Artist’s Palate: In Conversation with To Øl’s Kasper Ledet
Within Artist’s Palate, we speak to some of our favourite creatives in the beer world about their work, their method, and their inspirations.
Kasper Ledet, the creative force behind To Øl’s iconic designs, is a prolific designer, working with brands from all over the world. He’s perhaps best known, however, for his eye-catching and incredibly varied work for the Copenhagen-based brewery To Øl. We spoke to him about his work.
Can you talk us through your creative process? How do ideas form, how do they go from idea to design?
“With the design we usually start out by discussing what kind of beer it is and what it needs to communicate. We often use music as an analogy to explain what a certain design needs to express. An experimental porter could be a dark post-punk track while a sessionable IPA could be an early nineties dance-pop tune. The comparison to music may seems strange but for us it makes sense since both music and beers are abstract experiences.

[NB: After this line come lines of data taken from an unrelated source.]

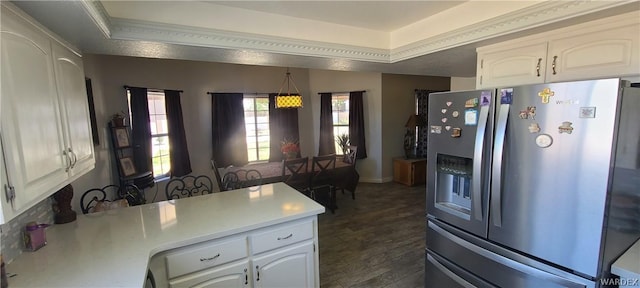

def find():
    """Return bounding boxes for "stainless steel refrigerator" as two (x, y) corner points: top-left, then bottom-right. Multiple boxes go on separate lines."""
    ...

(425, 78), (640, 288)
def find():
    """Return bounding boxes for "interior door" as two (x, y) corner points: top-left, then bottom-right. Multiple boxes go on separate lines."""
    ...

(427, 90), (494, 238)
(488, 78), (621, 277)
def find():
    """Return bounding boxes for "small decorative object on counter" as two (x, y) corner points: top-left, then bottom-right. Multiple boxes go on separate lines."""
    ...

(52, 184), (77, 224)
(23, 222), (49, 251)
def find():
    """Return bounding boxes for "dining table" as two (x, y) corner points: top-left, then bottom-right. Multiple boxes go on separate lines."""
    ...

(224, 156), (359, 193)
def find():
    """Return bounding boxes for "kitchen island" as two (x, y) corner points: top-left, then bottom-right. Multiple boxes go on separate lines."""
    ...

(5, 182), (324, 287)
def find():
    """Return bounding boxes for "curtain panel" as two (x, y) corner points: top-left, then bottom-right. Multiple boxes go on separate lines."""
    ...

(318, 93), (335, 155)
(165, 90), (192, 177)
(349, 91), (367, 159)
(129, 87), (153, 173)
(415, 89), (447, 158)
(211, 93), (248, 167)
(268, 93), (301, 162)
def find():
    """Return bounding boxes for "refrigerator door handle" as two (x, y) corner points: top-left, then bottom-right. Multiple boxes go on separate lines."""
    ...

(426, 253), (477, 288)
(491, 104), (510, 227)
(472, 105), (489, 221)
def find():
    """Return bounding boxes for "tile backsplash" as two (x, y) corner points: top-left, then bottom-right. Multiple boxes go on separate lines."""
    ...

(0, 197), (54, 264)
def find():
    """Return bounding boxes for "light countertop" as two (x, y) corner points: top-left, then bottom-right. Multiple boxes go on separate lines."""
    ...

(612, 238), (640, 281)
(5, 182), (324, 287)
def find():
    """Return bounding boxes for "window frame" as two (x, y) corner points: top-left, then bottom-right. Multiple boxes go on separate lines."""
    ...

(127, 90), (172, 180)
(331, 93), (350, 155)
(243, 94), (270, 163)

Just think about how difficult it is to actually describe a flavour with words. You can or course compare it to other flavours but describing the flavour itself is almost impossible. The creative process can differ a lot. Sometimes the solution is very clear from the beginning other times it takes a lot of sketching and test to figure out what to do.”

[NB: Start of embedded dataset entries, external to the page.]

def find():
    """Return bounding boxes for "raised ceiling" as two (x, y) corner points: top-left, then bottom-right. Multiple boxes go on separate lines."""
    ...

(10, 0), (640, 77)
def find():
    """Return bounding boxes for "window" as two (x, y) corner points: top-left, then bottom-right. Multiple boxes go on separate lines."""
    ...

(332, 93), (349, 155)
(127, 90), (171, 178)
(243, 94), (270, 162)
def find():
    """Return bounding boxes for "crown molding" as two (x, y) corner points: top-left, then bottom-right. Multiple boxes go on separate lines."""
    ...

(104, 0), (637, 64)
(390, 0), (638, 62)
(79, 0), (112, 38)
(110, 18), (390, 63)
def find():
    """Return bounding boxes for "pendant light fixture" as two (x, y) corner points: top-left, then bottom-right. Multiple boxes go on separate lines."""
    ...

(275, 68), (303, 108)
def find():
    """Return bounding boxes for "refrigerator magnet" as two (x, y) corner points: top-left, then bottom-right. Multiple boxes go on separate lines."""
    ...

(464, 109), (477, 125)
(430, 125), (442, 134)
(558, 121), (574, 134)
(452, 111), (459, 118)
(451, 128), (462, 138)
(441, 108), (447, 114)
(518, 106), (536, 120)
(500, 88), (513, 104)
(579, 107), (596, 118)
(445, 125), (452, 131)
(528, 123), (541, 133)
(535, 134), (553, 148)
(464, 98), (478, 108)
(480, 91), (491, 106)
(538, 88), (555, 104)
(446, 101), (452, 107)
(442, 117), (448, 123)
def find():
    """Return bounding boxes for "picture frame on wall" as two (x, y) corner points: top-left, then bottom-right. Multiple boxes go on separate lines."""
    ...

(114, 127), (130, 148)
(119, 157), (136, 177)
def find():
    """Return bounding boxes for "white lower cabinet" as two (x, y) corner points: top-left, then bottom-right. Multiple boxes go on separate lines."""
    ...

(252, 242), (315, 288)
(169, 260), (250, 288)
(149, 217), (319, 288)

What are your biggest sources of inspiration?
“Our visual universe is inspired by a wide range of sources, here we will just focus one that may not seem very obvious at first glance: the German theatre director, playwright and poet Bertolt Brecht. Brecht was active in the first half of the 20th century and produced a wide range of plays.
A key element in his work was the Verfremdungseffekt (the distancing effect); the basic idea is that you need to make the audience aware of the play as a construction, or as artificial, so they can form their own critical ideas about what they are watching, and the underlying agendas that went into creating it. One of the techniques Brecht used to do this was breaking the fourth wall and having the actors address the audience directly. The idea of Verfremdung had far-reaching implications beyond theatre, and inspired many artist, authors, musicians, filmmakers, designers and architects.
At To Øl we often try to be self referential in our artwork as a way of making our customers think independently and critical about it. We mostly do this by referring to the tools of graphic design or the process that went into creating the artwork. Examples of this can be to print the CMYK colour codes in plain text, making designs that looks like colour pickers or including bounding boxes and grids in the actual layout. We also try to achieve the Verfremdungseffekt by having unusually under-lit and grainy images or by using photos depicting scenes or objects that is rarely seen in the context of craft beer.”
What was the coolest thing you’ve created, or your most fulfilling experience?
“It is hard to point out a single things or experience. But we do really like it when we sent out a design which we are really unsure of and receive a positive response.
A good example of this is the design for The Haze Craze which basically consists of a photo shot through a frosted window on a cloudy day. When we decided upon using this image we were really in doubt if people would get it. Was is too strange, too boring or too abstract? We got really positive response when it was released and it encouraged us to make more experiments in that direction.”